Excellent en maths et électronique, Steve Wozniak est très timide, voire introverti.
"À l’adolescence, ma timidité m’a coulé. Ça a été un choc affreux. En dehors de mes projets scientifiques, qui me valaient toujours la reconnaissance des profs et des adultes en général, je me sentais largué. J’étais incapable de m’identifier aux autres ados. Même leur façon de s’exprimer me semblait étrange, comme si nous ne parlions plus le même langage. De toute façon, j’avais trop peur d’ouvrir la bouche, trop peur de dire n’importe quoi. Cette timidité ne m’a jamais quitté. Certains de mes amis actuels sont capables de s’adresser au premier venu. Ils sont à l’aise et n’ont aucun mal à lier connaissance. Ils savent bavarder de tout et de rien. Pour moi, c’est impossible. Si je parviens aujourd’hui à prendre la parole en public, c’est parce que j’ai trente ans d’expérience et que j’ai acquis des techniques pour me faciliter la tâche. Mon truc, c’est de faire rire tout le monde, ou alors de construire un appareil électronique qui va amener les autres à me parler."
Farceur au lycée, Steve Wozniak construit une fausse bombe qu’il place dans le casier d’un ami.
"J’ai fait des tas de farces au collège et au lycée. Au risque de me faire prendre plusieurs fois. […] En terminale, je me suis fait pincer pour de bon. J’avais eu l’idée de construire un métronome électronique. […] J’ai tout de suite vu que mon appareil pouvait faire penser à une bombe. J’ai pris des piles, dont j’ai enlevé l’étiquette pour ne garder que de banals cylindres de métal. Apres les avoir scotchées ensemble, j’ai écrit dessus en grosses lettres : EXPLOSIF INSTABLE. J’en rigolais d’avance. Je voulais mettre le tout dans le casier de mon copain Bill Werner, qui se trouvait à côté du mien et dont je connaissais le code. Un matin, avant les cours, j’ai donc glissé le métronome dans son casier. […]

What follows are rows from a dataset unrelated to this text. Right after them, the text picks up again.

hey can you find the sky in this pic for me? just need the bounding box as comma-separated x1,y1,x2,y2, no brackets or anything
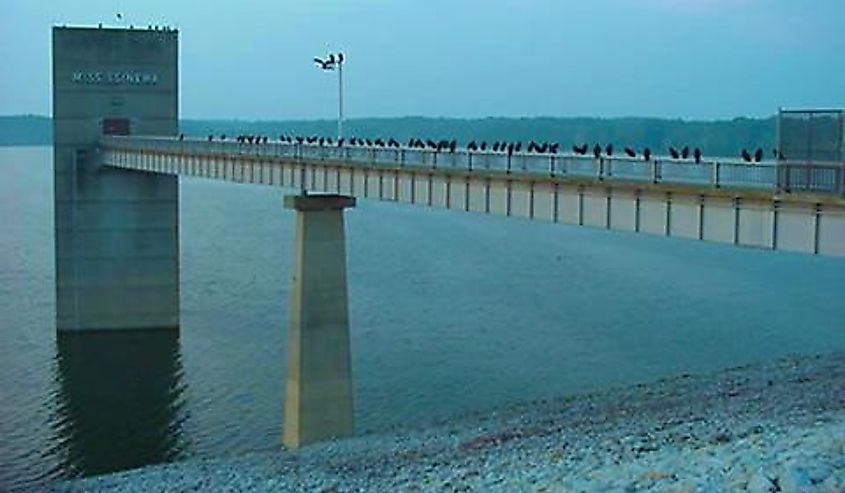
1,0,843,120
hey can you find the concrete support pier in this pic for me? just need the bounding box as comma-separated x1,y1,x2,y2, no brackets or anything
282,194,356,448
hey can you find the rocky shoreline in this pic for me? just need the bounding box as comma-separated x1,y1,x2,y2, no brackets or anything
50,351,845,492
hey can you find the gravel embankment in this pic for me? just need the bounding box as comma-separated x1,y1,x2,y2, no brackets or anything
50,351,845,492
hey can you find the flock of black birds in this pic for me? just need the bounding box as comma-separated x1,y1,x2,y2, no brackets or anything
188,133,775,163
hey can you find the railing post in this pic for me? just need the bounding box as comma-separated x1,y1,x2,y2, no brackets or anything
468,151,473,172
549,155,555,177
712,161,721,188
805,165,811,192
506,155,512,174
652,160,659,184
839,165,845,197
598,158,604,181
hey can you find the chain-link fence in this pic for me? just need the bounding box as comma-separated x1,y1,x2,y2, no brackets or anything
778,109,844,164
776,109,844,194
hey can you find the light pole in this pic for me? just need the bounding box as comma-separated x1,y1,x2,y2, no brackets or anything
314,52,345,140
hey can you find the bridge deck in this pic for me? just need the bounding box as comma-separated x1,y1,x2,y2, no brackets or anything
100,136,845,257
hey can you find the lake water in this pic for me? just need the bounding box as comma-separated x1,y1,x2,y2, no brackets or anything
1,146,843,491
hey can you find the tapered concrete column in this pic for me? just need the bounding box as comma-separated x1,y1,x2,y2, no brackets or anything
283,194,356,448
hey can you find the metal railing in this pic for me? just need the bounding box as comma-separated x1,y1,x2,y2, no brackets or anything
100,135,845,196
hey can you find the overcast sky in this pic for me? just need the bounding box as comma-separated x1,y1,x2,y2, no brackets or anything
1,0,843,120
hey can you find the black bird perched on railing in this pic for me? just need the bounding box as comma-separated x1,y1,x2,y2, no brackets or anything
624,147,636,158
374,138,384,147
507,143,514,156
539,143,549,154
669,147,680,159
338,138,345,147
178,133,184,141
427,140,437,149
681,146,689,159
480,142,487,151
262,136,268,144
572,144,588,155
207,135,213,141
741,149,752,162
693,148,702,164
549,143,559,154
295,136,304,144
516,142,523,153
493,142,500,152
365,138,373,146
450,140,457,153
219,134,226,141
318,137,325,146
593,144,602,159
605,143,613,156
643,148,652,161
467,141,477,151
754,148,763,163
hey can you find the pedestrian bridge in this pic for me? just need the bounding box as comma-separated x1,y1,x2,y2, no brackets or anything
100,135,845,257
53,25,845,454
84,135,845,448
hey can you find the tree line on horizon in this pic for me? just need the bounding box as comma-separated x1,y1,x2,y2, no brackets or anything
0,114,775,158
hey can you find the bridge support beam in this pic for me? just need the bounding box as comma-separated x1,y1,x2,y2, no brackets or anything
282,194,356,448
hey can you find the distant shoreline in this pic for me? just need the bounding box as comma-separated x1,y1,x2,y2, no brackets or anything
51,350,845,492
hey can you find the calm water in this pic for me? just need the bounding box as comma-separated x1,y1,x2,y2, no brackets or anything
1,146,843,491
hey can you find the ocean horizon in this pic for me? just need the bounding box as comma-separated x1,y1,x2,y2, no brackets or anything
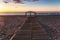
0,12,60,15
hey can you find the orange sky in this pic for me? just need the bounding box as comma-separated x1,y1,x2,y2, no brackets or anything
0,2,60,12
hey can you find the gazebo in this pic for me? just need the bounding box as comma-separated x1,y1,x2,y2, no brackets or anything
25,11,37,17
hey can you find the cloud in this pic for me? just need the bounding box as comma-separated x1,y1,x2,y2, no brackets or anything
32,0,39,1
2,0,24,4
13,0,24,4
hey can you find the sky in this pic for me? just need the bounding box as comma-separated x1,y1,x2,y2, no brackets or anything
0,0,60,12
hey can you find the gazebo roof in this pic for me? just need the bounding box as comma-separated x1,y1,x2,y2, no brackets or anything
25,11,36,13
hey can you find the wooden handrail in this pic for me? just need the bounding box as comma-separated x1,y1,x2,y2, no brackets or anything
9,17,28,40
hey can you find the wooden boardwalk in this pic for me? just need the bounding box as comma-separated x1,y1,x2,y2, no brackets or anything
12,17,51,40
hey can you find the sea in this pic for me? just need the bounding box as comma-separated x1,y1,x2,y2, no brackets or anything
0,12,60,15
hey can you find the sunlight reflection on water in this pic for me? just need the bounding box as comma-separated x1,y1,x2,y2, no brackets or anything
0,12,25,15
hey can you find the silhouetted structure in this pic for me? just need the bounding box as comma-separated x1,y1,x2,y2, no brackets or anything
25,11,37,17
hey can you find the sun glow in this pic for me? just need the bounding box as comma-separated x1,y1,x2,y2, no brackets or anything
0,2,60,12
0,3,5,12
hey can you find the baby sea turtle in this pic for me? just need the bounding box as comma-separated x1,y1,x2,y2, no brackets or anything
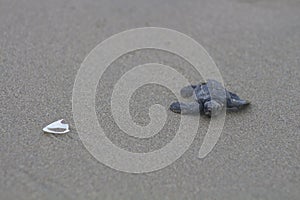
170,79,250,117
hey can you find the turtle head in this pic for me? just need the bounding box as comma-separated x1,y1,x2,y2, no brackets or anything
203,100,224,117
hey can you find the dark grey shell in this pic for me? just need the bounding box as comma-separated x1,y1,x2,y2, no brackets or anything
194,79,228,105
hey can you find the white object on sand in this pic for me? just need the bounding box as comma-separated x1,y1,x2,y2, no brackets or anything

Finalement, je me suis retrouvé devant le proviseur, son adjoint, le conseiller d’éducation, le censeur et deux policiers. Le proviseur, Mr. Bryld, m’a expliqué que c’était Mr. Stottlemeier, un prof de lettres, qui avait entendu le tic-tac. Il avait ouvert le casier, pris l’appareil et couru à l’autre bout du terrain de foot pour le démonter ! […] L’administration du lycée a longtemps débattu de mon sort, avant de décider de m’envoyer dans une institution pour délinquants juvéniles. Une bonne vieille maison de redressement ! Pour une nuit, juste une nuit."
Admis à l’université du Colorado, à Boulder, Steve Wozniak continue à faire des blagues et se fait renvoyer.
"C’est à l’université que j’ai conçu l’un de mes appareils favoris. Je l’ai appelé le brouilleur de télé. […] Je suis allé l’essayer sur la télé d’un ami, un poste noir et blanc. Ça a marché du premier coup. Je me suis ensuite rendu dans la salle commune de ma résidence universitaire, où tout le monde regardait la télé sur un gros poste noir et blanc. Lorsque j’ai allumé le brouilleur, zap ! L’écran est devenu tout noir. C’était tordant. […] Je suivais un cours d’informatique à l’université. C’est là que j’ai décidé de pousser le concept de mon brouilleur un peu plus loin. […] Le cours avait lieu dans le bâtiment des ingénieurs, où les salles de classe étaient minuscules. Seul un tiers des étudiants pouvait assister au cours en direct. Les autres devaient se contenter de regarder le prof sur un écran de télé, dans une pièce équipée de quatre postes. L’occasion rêvée de me servir du brouilleur ! […] J’en ai construit un qui tenait dans un surligneur, pile comprise.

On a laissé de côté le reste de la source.